Why
Historically root was all-powerful and a plain user could do nothing. That is all-or-nothing. You want to run ping, so you need a raw socket, so you need root, but then the program can do EVERYTHING.
Capabilities split that "omnipotence" into about 40 bits, each one a
specific right. A program needs only CAP_NET_RAW to create an ICMP socket,
not the other 39 bits. In containers this matters a lot. --cap-drop=ALL
plus --cap-add=NET_BIND_SERVICE gives you a nearly safe root.
The most common capabilities
| CAP | What it allows |
|---|---|
| NET_ADMIN | ip, tc, iptables, nft, network sysctls |
| NET_RAW | raw sockets (ping, tcpdump) |
| NET_BIND_SERVICE | bind to ports <1024 (80, 443, 22) |
| SYS_ADMIN | mount, umount, swapon, and a pile of other things, almost like root |
| SYS_PTRACE | ptrace other processes (gdb, strace for other users) |
| SYS_TIME | change the system clock |
| SYS_NICE | priority, real-time scheduling |
| SYS_RESOURCE | raise ulimit values |
| CHOWN | change file ownership |
| DAC_OVERRIDE | bypass file-permissions on read and write |
| DAC_READ_SEARCH | the same, read only |
| SETUID / SETGID | change the process UID/GID |
| KILL | send signals to any process |
| MKNOD | create device nodes |
| AUDIT_WRITE | write to the audit log (needed for login) |
| BPF | load eBPF programs (newer) |
| PERFMON | perf without root (with CONFIG_BPF) |
For the full list, read man 7 capabilities or run capsh --print.
Where a process keeps its capabilities
A process holds 5 sets of capabilities (as bitmasks in task_struct):
- Permitted (P): what it MAY acquire
- Effective (E): what is ACTIVE right now
- Inheritable (I): what an exec'd program inherits
- Bounding (B): the ceiling. Not even escalation can cross this set.
- Ambient (A): inherited across exec without setuid (newer, for non-root users)
cat /proc/self/status | grep ^Cap
# CapInh: 0000000000000000
# CapPrm: 0000003fffffffff ← all 40 bits = root
# CapEff: 0000003fffffffff
# CapBnd: 0000003fffffffff
# CapAmb: 0000000000000000
capsh --print # readable format
capsh --decode=0000003fffffffff
A plain user has all zeros. Root has all ones. A container started with
--cap-drop=ALL plus a few --cap-add shows a specific bitmask with those
bits set.
File capabilities
A binary can carry capabilities in an xattr. At exec it then gets them without setuid:
# Give /usr/bin/ping the CAP_NET_RAW right (how modern distros do it)

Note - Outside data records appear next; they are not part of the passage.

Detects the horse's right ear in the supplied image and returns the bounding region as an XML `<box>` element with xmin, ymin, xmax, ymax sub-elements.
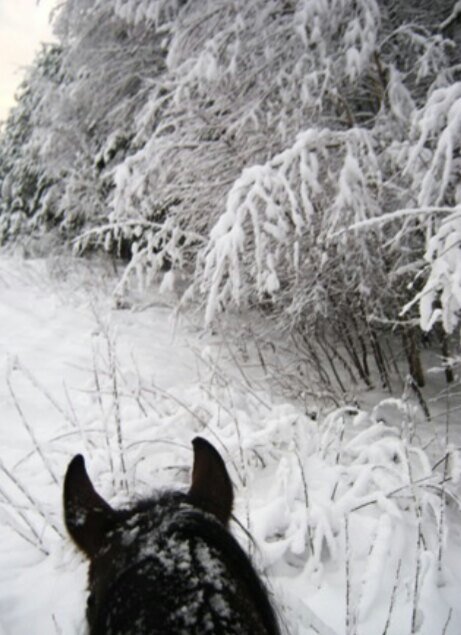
<box><xmin>188</xmin><ymin>437</ymin><xmax>234</xmax><ymax>525</ymax></box>
<box><xmin>63</xmin><ymin>455</ymin><xmax>115</xmax><ymax>558</ymax></box>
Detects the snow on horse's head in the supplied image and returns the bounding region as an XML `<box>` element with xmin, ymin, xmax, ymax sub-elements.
<box><xmin>63</xmin><ymin>437</ymin><xmax>281</xmax><ymax>634</ymax></box>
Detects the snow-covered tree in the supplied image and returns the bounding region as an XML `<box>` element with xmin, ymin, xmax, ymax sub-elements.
<box><xmin>0</xmin><ymin>45</ymin><xmax>63</xmax><ymax>245</ymax></box>
<box><xmin>105</xmin><ymin>0</ymin><xmax>386</xmax><ymax>281</ymax></box>
<box><xmin>0</xmin><ymin>0</ymin><xmax>171</xmax><ymax>248</ymax></box>
<box><xmin>1</xmin><ymin>0</ymin><xmax>460</xmax><ymax>389</ymax></box>
<box><xmin>185</xmin><ymin>0</ymin><xmax>456</xmax><ymax>387</ymax></box>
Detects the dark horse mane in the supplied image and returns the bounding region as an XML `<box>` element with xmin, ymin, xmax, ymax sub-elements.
<box><xmin>63</xmin><ymin>438</ymin><xmax>282</xmax><ymax>634</ymax></box>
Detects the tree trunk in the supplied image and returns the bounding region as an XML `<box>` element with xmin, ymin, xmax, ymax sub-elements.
<box><xmin>402</xmin><ymin>327</ymin><xmax>425</xmax><ymax>387</ymax></box>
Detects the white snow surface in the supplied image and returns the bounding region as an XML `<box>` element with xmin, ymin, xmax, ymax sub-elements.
<box><xmin>0</xmin><ymin>255</ymin><xmax>460</xmax><ymax>635</ymax></box>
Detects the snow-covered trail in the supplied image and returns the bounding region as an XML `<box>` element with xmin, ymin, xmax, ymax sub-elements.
<box><xmin>0</xmin><ymin>257</ymin><xmax>198</xmax><ymax>388</ymax></box>
<box><xmin>0</xmin><ymin>256</ymin><xmax>203</xmax><ymax>633</ymax></box>
<box><xmin>0</xmin><ymin>256</ymin><xmax>198</xmax><ymax>445</ymax></box>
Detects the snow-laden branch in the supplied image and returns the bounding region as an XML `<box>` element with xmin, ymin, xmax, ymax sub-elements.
<box><xmin>329</xmin><ymin>206</ymin><xmax>459</xmax><ymax>238</ymax></box>
<box><xmin>405</xmin><ymin>83</ymin><xmax>461</xmax><ymax>208</ymax></box>
<box><xmin>198</xmin><ymin>127</ymin><xmax>381</xmax><ymax>323</ymax></box>
<box><xmin>402</xmin><ymin>208</ymin><xmax>461</xmax><ymax>333</ymax></box>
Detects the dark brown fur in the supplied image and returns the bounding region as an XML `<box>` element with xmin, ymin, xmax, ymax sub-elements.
<box><xmin>63</xmin><ymin>437</ymin><xmax>281</xmax><ymax>634</ymax></box>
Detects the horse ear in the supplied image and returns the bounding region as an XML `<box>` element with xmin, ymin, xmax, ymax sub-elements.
<box><xmin>63</xmin><ymin>455</ymin><xmax>115</xmax><ymax>558</ymax></box>
<box><xmin>188</xmin><ymin>437</ymin><xmax>234</xmax><ymax>525</ymax></box>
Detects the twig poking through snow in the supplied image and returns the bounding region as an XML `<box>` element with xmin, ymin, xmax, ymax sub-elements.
<box><xmin>0</xmin><ymin>459</ymin><xmax>63</xmax><ymax>539</ymax></box>
<box><xmin>13</xmin><ymin>359</ymin><xmax>77</xmax><ymax>429</ymax></box>
<box><xmin>344</xmin><ymin>514</ymin><xmax>354</xmax><ymax>635</ymax></box>
<box><xmin>0</xmin><ymin>481</ymin><xmax>49</xmax><ymax>555</ymax></box>
<box><xmin>62</xmin><ymin>379</ymin><xmax>92</xmax><ymax>454</ymax></box>
<box><xmin>381</xmin><ymin>559</ymin><xmax>402</xmax><ymax>635</ymax></box>
<box><xmin>442</xmin><ymin>608</ymin><xmax>453</xmax><ymax>635</ymax></box>
<box><xmin>6</xmin><ymin>367</ymin><xmax>58</xmax><ymax>485</ymax></box>
<box><xmin>105</xmin><ymin>332</ymin><xmax>128</xmax><ymax>495</ymax></box>
<box><xmin>92</xmin><ymin>342</ymin><xmax>115</xmax><ymax>490</ymax></box>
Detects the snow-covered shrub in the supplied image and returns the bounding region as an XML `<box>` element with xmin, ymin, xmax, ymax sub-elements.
<box><xmin>398</xmin><ymin>83</ymin><xmax>461</xmax><ymax>335</ymax></box>
<box><xmin>405</xmin><ymin>83</ymin><xmax>461</xmax><ymax>209</ymax></box>
<box><xmin>197</xmin><ymin>127</ymin><xmax>382</xmax><ymax>325</ymax></box>
<box><xmin>404</xmin><ymin>209</ymin><xmax>461</xmax><ymax>334</ymax></box>
<box><xmin>194</xmin><ymin>119</ymin><xmax>428</xmax><ymax>390</ymax></box>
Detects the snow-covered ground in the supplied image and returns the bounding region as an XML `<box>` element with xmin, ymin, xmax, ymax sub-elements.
<box><xmin>0</xmin><ymin>255</ymin><xmax>460</xmax><ymax>634</ymax></box>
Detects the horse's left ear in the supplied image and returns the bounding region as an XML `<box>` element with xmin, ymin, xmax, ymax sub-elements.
<box><xmin>63</xmin><ymin>455</ymin><xmax>116</xmax><ymax>558</ymax></box>
<box><xmin>188</xmin><ymin>437</ymin><xmax>234</xmax><ymax>525</ymax></box>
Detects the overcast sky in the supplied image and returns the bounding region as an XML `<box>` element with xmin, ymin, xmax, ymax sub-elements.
<box><xmin>0</xmin><ymin>0</ymin><xmax>57</xmax><ymax>122</ymax></box>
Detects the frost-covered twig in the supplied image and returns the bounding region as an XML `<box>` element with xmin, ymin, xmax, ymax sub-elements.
<box><xmin>193</xmin><ymin>382</ymin><xmax>248</xmax><ymax>485</ymax></box>
<box><xmin>0</xmin><ymin>483</ymin><xmax>49</xmax><ymax>555</ymax></box>
<box><xmin>6</xmin><ymin>369</ymin><xmax>58</xmax><ymax>485</ymax></box>
<box><xmin>344</xmin><ymin>514</ymin><xmax>354</xmax><ymax>635</ymax></box>
<box><xmin>62</xmin><ymin>379</ymin><xmax>92</xmax><ymax>453</ymax></box>
<box><xmin>437</xmin><ymin>453</ymin><xmax>449</xmax><ymax>577</ymax></box>
<box><xmin>105</xmin><ymin>331</ymin><xmax>128</xmax><ymax>494</ymax></box>
<box><xmin>403</xmin><ymin>440</ymin><xmax>424</xmax><ymax>634</ymax></box>
<box><xmin>12</xmin><ymin>359</ymin><xmax>77</xmax><ymax>429</ymax></box>
<box><xmin>381</xmin><ymin>559</ymin><xmax>402</xmax><ymax>635</ymax></box>
<box><xmin>193</xmin><ymin>342</ymin><xmax>271</xmax><ymax>411</ymax></box>
<box><xmin>92</xmin><ymin>342</ymin><xmax>115</xmax><ymax>490</ymax></box>
<box><xmin>142</xmin><ymin>383</ymin><xmax>209</xmax><ymax>429</ymax></box>
<box><xmin>329</xmin><ymin>206</ymin><xmax>458</xmax><ymax>238</ymax></box>
<box><xmin>295</xmin><ymin>449</ymin><xmax>314</xmax><ymax>556</ymax></box>
<box><xmin>0</xmin><ymin>459</ymin><xmax>63</xmax><ymax>539</ymax></box>
<box><xmin>225</xmin><ymin>384</ymin><xmax>248</xmax><ymax>489</ymax></box>
<box><xmin>52</xmin><ymin>614</ymin><xmax>63</xmax><ymax>635</ymax></box>
<box><xmin>441</xmin><ymin>608</ymin><xmax>453</xmax><ymax>635</ymax></box>
<box><xmin>124</xmin><ymin>353</ymin><xmax>150</xmax><ymax>418</ymax></box>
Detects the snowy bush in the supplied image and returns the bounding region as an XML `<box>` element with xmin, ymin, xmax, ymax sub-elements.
<box><xmin>398</xmin><ymin>82</ymin><xmax>461</xmax><ymax>335</ymax></box>
<box><xmin>197</xmin><ymin>127</ymin><xmax>382</xmax><ymax>325</ymax></box>
<box><xmin>404</xmin><ymin>208</ymin><xmax>461</xmax><ymax>334</ymax></box>
<box><xmin>405</xmin><ymin>83</ymin><xmax>461</xmax><ymax>209</ymax></box>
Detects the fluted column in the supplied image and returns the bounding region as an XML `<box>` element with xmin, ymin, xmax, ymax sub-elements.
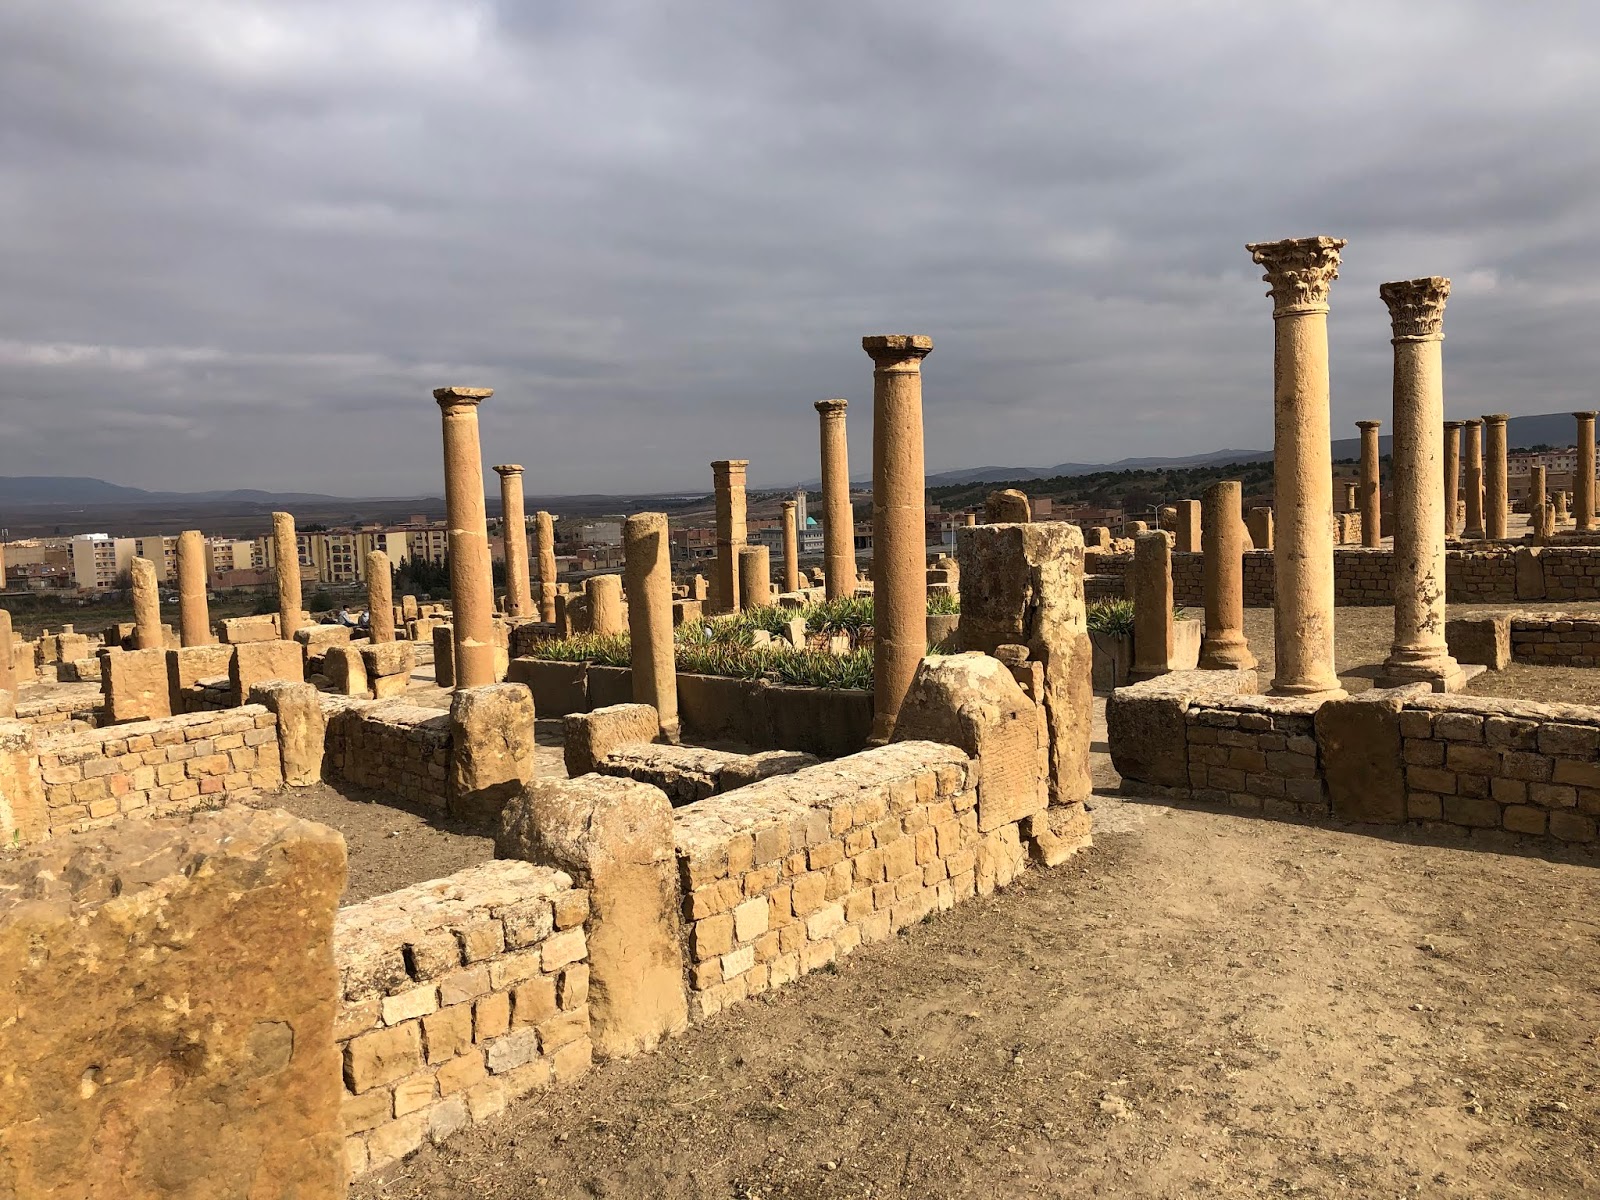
<box><xmin>710</xmin><ymin>459</ymin><xmax>748</xmax><ymax>615</ymax></box>
<box><xmin>814</xmin><ymin>399</ymin><xmax>858</xmax><ymax>599</ymax></box>
<box><xmin>1575</xmin><ymin>412</ymin><xmax>1597</xmax><ymax>533</ymax></box>
<box><xmin>624</xmin><ymin>513</ymin><xmax>678</xmax><ymax>741</ymax></box>
<box><xmin>493</xmin><ymin>464</ymin><xmax>532</xmax><ymax>619</ymax></box>
<box><xmin>367</xmin><ymin>550</ymin><xmax>394</xmax><ymax>643</ymax></box>
<box><xmin>435</xmin><ymin>386</ymin><xmax>496</xmax><ymax>689</ymax></box>
<box><xmin>1379</xmin><ymin>277</ymin><xmax>1462</xmax><ymax>691</ymax></box>
<box><xmin>130</xmin><ymin>557</ymin><xmax>162</xmax><ymax>650</ymax></box>
<box><xmin>1443</xmin><ymin>420</ymin><xmax>1463</xmax><ymax>538</ymax></box>
<box><xmin>780</xmin><ymin>499</ymin><xmax>801</xmax><ymax>593</ymax></box>
<box><xmin>535</xmin><ymin>511</ymin><xmax>557</xmax><ymax>623</ymax></box>
<box><xmin>1198</xmin><ymin>481</ymin><xmax>1255</xmax><ymax>670</ymax></box>
<box><xmin>271</xmin><ymin>511</ymin><xmax>304</xmax><ymax>640</ymax></box>
<box><xmin>1483</xmin><ymin>414</ymin><xmax>1510</xmax><ymax>540</ymax></box>
<box><xmin>1464</xmin><ymin>419</ymin><xmax>1485</xmax><ymax>538</ymax></box>
<box><xmin>1245</xmin><ymin>236</ymin><xmax>1345</xmax><ymax>698</ymax></box>
<box><xmin>1357</xmin><ymin>420</ymin><xmax>1382</xmax><ymax>548</ymax></box>
<box><xmin>864</xmin><ymin>334</ymin><xmax>933</xmax><ymax>742</ymax></box>
<box><xmin>176</xmin><ymin>529</ymin><xmax>211</xmax><ymax>647</ymax></box>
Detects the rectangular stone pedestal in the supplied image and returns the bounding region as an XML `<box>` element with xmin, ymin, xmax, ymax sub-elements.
<box><xmin>1375</xmin><ymin>662</ymin><xmax>1486</xmax><ymax>694</ymax></box>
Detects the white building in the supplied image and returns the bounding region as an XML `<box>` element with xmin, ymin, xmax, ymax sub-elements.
<box><xmin>70</xmin><ymin>534</ymin><xmax>136</xmax><ymax>592</ymax></box>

sudo setcap cap_net_raw+ep /usr/bin/ping
getcap /usr/bin/ping
# /usr/bin/ping = cap_net_raw+ep
# Remove
sudo setcap -r /usr/bin/ping
This is safer than SUID-root: the binary gets only the bit it needs, not full root privileges.
In Docker / containers
Docker gives a limited default set of caps out of the box:
CAP_AUDIT_WRITE, CAP_CHOWN, CAP_DAC_OVERRIDE, CAP_FOWNER, CAP_FSETID,
CAP_KILL, CAP_MKNOD, CAP_NET_BIND_SERVICE, CAP_NET_RAW, CAP_SETFCAP,
CAP_SETGID, CAP_SETPCAP, CAP_SETUID, CAP_SYS_CHROOT
Control them like this:
docker run --cap-drop=ALL --cap-add=NET_BIND_SERVICE nginx # minimum
docker run --cap-add=NET_ADMIN ubuntu # for tc/iptables
docker run --cap-add=SYS_PTRACE ubuntu # for strace
docker run --privileged ubuntu # ALL caps + more (NOT safe)
In Kubernetes, use securityContext.capabilities:
securityContext:
capabilities:
drop: ["ALL"]
add: ["NET_BIND_SERVICE"]
Debugging "Operation not permitted"
When a program fails with EPERM:
cat /proc/<pid>/status | grep ^CapEffshows what the process hascapsh --decode=<value>decodes it- Compare against what the operation needs (
man 7 capabilities) - Inside a container, add it with
--cap-add
CAP_SYS_ADMIN: the "new root"
For legacy reasons a great many operations require exactly SYS_ADMIN
(mount, namespaces, BPF, MAC labels). It is root in practice. A container
with CAP_SYS_ADMIN is unsafe almost by design.
This is a known problem, which is why CAP_BPF and CAP_PERFMON appeared.
They carve specific rights out of SYS_ADMIN into their own bits.